Saturday, March 04, 2006

4th March 2006 Saturday

Why is it such a chore to even be what you really are? Why are we striving so hard to be the person everyone wanted us to be instead of being the person we are born to be? Just as what a quote from "A Cinderella's Story" pointed out - "As if being yourself isn't good enough......" Is that what we call improving ourselves? Or is that what we call social pressure? Or molding by the society? Or is it what we call living with a mask on our faces? I guess the difference is but a thin line......

Thursday, March 02, 2006

2nd March 2006 Thursday

I only got 6 for my auditing quiz. *Sob* As what I have predicted, my marginal benefit from luck has suffered tremendously due to the impairment loss recognized in my last financial year. Gosh. But I guess I should quit whining. At least I passed. Anyway, just a 5% quiz so the battle is not lost yet. On a side note, I am rather glad that the long awaited one week break has finally arrived. Though it isn't much of a break considering the many things that we had to do, but at least there aren't lessons on for one whole week.
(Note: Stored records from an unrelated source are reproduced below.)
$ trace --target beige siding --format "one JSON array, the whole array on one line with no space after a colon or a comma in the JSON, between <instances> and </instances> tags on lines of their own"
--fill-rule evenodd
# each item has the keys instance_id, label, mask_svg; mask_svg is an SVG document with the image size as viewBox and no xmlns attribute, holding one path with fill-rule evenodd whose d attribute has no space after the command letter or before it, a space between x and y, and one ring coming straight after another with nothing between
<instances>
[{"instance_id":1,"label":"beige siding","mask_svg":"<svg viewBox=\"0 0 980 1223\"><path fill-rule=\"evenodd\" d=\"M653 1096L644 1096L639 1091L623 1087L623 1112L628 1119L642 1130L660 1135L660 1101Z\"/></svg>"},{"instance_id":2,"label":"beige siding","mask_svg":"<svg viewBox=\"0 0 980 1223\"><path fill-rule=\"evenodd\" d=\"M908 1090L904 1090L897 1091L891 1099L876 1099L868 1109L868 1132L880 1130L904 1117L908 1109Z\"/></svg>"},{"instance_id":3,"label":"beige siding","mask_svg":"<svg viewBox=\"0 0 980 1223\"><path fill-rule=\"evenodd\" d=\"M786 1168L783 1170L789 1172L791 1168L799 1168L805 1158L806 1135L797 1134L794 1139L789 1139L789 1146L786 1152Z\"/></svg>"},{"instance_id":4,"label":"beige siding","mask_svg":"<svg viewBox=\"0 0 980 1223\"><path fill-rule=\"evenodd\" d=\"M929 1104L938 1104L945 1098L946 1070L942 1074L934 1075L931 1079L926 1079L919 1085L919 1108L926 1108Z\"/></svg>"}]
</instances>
Guess that is the bright side to the holiday. I have sort of learnt to look on the bright side of things. It just doesn't help brooding on something you can't change ain't it? Enjoy the holidays to those who are having the one week break with me. *Smile*

Wednesday, March 01, 2006

1st March 2006 Wednesday

真话,台词,戏剧;
起码我必须承认,有些话是放在台词里说会比较容易,甚至比较真。
比如说。。。。。。“我爱你”。